Der ZIA fordert Planungssicherheit im Gebäudebereich. Die Anpassungsschritte bei der Energieeinsparverordnung (EnEV) sollten daher auf mindestens fünf Jahre ausgeweitet werden. Außerdem sei eine bessere Abstimmung zwischen den Klimaschutzzielen der deutschen und der europäischen Gesetzgebung nötig. „Auf nationaler und europäischer Ebene existieren verschiedene, nicht aufeinander abgestimmte Parallelvorschriften“, sagt der Verbandsvertreter. Deutsche Sonderwege bei der Klimagesetzgebung müssten vermieden werden. „Eine Forcierung der einheitlichen EU-Praxis wie etwa beim Energieausweis ist auch im Hinblick auf Rechtssicherheit und der Vergleichbarkeit der Energieeffizienz von Gebäuden in Europa notwendig“, kommentiert Böning.

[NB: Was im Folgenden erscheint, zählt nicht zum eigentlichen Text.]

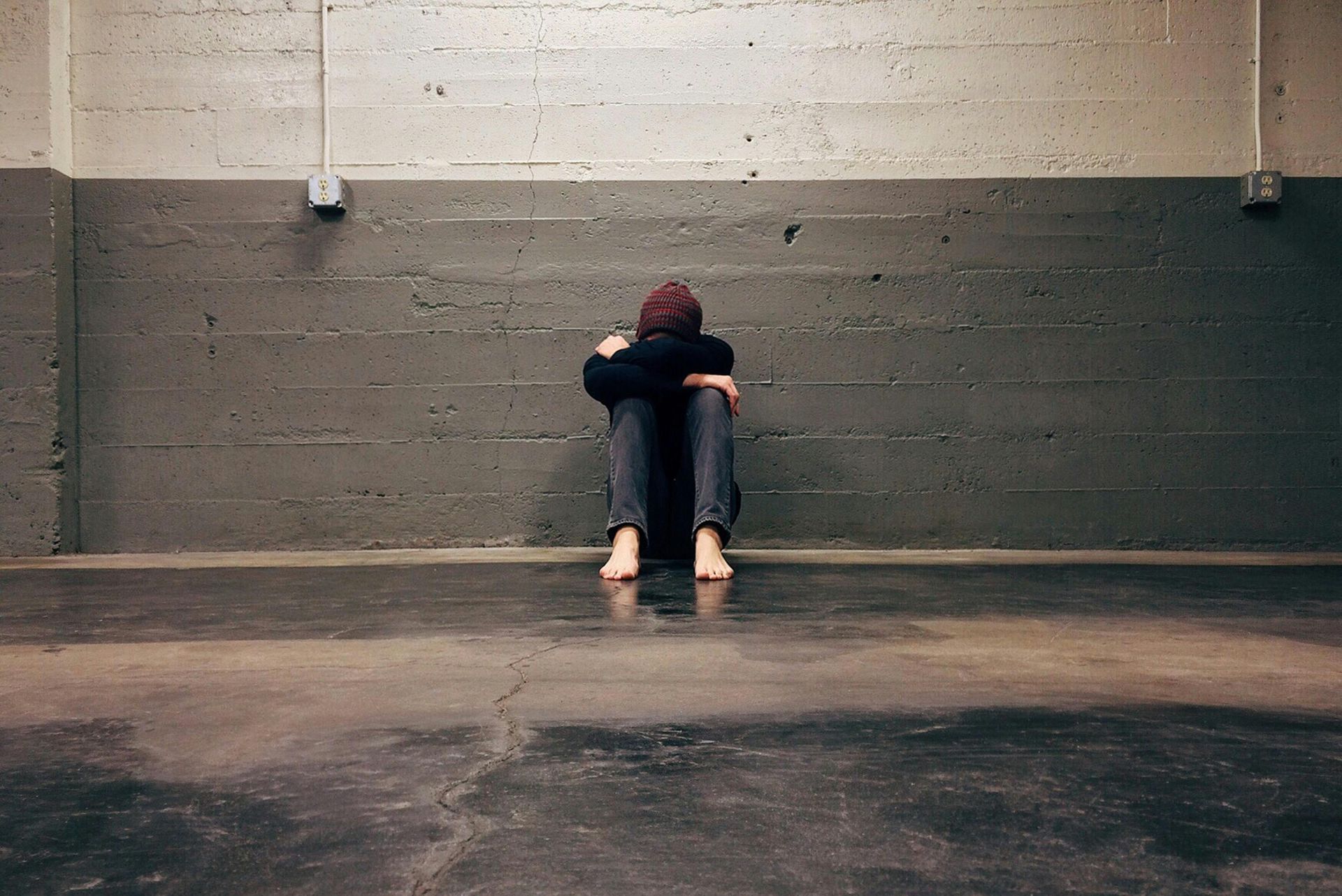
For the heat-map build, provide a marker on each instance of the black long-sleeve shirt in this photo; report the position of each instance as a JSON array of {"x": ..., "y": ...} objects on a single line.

Unbedingt sollte zwischen Neubau und Bestandsgebäuden differenziert werden. „Für Neubauten mögen die Reduktionsziele realistisch sein, für Bestandsbauten sind sie es aus verschieden Gründen nicht“, führt Böning aus. Deshalb sollten für Bestandsbauten speziell niedrig investive Maßnahmen verfolgt werden, die einen erheblichen Beitrag zum Klimaschutz vor allem mit Breitenwirkung leisten können.

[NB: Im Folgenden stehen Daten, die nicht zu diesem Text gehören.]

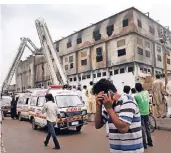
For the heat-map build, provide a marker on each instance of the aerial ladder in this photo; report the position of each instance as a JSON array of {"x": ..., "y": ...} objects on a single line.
[
  {"x": 50, "y": 53},
  {"x": 23, "y": 44}
]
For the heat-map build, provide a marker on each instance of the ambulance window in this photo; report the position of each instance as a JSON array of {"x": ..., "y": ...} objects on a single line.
[
  {"x": 41, "y": 101},
  {"x": 33, "y": 101}
]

Das Gebot der Wirtschaftlichkeit müsse bei der energetischen Gebäudesanierung im Mittelpunkt stehen. „Alle Bemühungen, den energetischen Standard von Wohn- und Gewerbeimmobilien zu verbessern, können nur dann erfolgreich sein, wenn sich die erforderlichen Investitionen wirtschaftlich rechnen“, sagt Böning. Diese offensichtliche Weisheit werde noch immer ignoriert. Außerdem sollten die EU-Mitgliedsstaaten dazu aufgefordert werden, bestehende Hemmnisse im nationalen Bau- und Mietrecht zu beseitigen. „Das Mietrecht behindert Investitionen in den Klimaschutz, statt sie zu fördern“, sagt der ZIA-Vertreter. Die Kosten für Modernisierungsmaßnahmen könnten nicht angemessen auf die Mieter umgelegt werden, obwohl diese regelmäßig von geringeren Betriebskosten profitieren würden. Um dieses Investor-Nutzer-Dilemma zu beseitigen, müssten die Refinanzierungsmöglichkeiten für energetische Investitionen durch Anreize im Mietrecht verbessert werden.

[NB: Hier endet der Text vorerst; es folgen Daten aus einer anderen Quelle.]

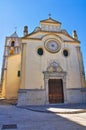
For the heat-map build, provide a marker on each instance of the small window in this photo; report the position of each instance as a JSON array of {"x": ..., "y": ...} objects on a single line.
[
  {"x": 65, "y": 53},
  {"x": 12, "y": 43},
  {"x": 40, "y": 51},
  {"x": 18, "y": 74},
  {"x": 11, "y": 51}
]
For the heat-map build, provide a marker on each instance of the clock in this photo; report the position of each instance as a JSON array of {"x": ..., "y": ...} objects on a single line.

Außerdem seien ergänzende finanzielle Anreize notwendig. „Mit den bestehenden Förderprogrammen können die ehrgeizigen politischen Klimaschutzziele nicht erreicht werden“, so Böning. Wie der ZIA bereits vorgeschlagen hat, seien einfache, aber wirkungsvolle steuerpolitische Maßnahmen für energieeffizienzsteigernde Investitionen notwendig. Sinnvoll sind beispielsweise erhöhte Absetzungen für energetische Sanierungsmaßnahmen nach dem Vorbild der Denkmalschutz-Abschreibung.